Les minutes s'égrainèrent doucement. Apaisée, Hanna suivait le mouvement régulier des doigts tirant l'aiguille, le coton rouge dessinant des volutes sur la toile bise. A sa manière de passer les fils derrière l'ouvrage, elle sut que la vieille dame n'était pas une brodeuse de circonstance; c'était une experte, comme elle.

Le silence s'étala, percé régulièrement par l'aiguille et le fil qu'on tirait, de l'autre côté du rideau. La conversation ne débutait pas, chacune craignant probablement de déranger l'autre. Cela ne pourrait pas durer, se disait Hanna, et les convenances exigeaient que ce soit elle qui salue la première.

Mais peut-être veut-elle qu'on lui foute la paix... Ou peut-être qu'elle est autiste , comme toi, couillonne! Il était temps.

"C'est du point de croix ce que vous faites?" Hanna entendit le son de sa propre voix, avec l'impression d'avoir sauté dans un puits. Elle n'avait pas pu faire ça.

La main au-dessus du tambour suspendit son geste, il y eut un grincement de literie, et le rideau s'ouvrit sur des cheveux très blancs et des yeux très bleus. Un sourire.

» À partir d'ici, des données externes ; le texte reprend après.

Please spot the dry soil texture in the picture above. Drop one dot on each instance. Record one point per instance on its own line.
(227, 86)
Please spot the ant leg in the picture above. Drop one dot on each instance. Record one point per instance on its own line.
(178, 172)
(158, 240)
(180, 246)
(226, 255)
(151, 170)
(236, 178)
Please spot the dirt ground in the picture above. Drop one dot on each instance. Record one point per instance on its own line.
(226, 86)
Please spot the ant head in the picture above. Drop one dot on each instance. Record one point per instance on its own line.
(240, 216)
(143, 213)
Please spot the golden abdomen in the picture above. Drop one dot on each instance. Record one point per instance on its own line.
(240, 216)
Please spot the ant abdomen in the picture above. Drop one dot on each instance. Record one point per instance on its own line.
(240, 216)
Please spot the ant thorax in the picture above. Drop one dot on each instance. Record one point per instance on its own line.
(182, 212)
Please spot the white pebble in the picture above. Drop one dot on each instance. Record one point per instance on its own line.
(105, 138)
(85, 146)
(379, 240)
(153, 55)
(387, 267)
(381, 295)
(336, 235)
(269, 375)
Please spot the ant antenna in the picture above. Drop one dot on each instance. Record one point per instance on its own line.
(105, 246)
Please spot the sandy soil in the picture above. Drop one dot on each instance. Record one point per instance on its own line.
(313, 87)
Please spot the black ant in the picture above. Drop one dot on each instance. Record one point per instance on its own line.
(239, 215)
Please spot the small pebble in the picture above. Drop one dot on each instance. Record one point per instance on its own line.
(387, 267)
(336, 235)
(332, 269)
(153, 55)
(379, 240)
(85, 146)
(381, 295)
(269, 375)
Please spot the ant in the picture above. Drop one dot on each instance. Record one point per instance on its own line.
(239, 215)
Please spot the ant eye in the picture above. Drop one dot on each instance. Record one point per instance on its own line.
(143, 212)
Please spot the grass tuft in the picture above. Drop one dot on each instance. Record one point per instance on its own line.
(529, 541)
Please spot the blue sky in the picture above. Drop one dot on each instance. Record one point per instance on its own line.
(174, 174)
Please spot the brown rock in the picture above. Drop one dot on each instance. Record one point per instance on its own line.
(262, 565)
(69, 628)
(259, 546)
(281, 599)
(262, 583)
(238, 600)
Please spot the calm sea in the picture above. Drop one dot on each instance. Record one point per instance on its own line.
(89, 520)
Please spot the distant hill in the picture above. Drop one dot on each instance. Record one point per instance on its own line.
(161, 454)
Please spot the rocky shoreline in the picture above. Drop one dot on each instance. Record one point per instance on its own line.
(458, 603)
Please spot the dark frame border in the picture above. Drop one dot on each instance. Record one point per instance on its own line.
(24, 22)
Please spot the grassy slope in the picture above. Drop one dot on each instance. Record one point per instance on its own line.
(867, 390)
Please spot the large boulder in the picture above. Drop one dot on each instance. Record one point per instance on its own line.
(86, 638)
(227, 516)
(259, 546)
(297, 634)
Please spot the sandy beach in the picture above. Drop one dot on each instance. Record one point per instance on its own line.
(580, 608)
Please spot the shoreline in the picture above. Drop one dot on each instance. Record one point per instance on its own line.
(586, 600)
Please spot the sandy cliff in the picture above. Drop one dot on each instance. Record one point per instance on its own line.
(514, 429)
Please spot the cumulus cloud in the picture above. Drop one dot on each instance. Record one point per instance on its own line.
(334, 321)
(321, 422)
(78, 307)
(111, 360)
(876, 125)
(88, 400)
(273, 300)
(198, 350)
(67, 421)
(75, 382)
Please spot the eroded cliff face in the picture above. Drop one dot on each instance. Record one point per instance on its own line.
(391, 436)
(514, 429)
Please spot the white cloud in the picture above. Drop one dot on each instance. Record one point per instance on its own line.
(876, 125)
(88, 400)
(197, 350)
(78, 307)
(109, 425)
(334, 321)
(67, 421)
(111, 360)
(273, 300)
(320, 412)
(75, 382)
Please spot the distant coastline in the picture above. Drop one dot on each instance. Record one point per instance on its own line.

"Oui, du point compté. Vous connaissez? 

Ce roman est une ode à la bonne humeur et à l'amitié. C'est un petit gâteau au beurre que l'on savoure sur fond de paysages irlandais. J'ai lu ce livre presque d'une traite tant l'intrigue est bien menée. Tout comme Hanna, on a envie de savoir, on s'attache aux personnages, on a presque l'impression de faire partie de la famille.

Et je viens de voir que ce roman connaît une suite: Hanna. Autant vous dire qu'il est déjà dans ma liste d'envies.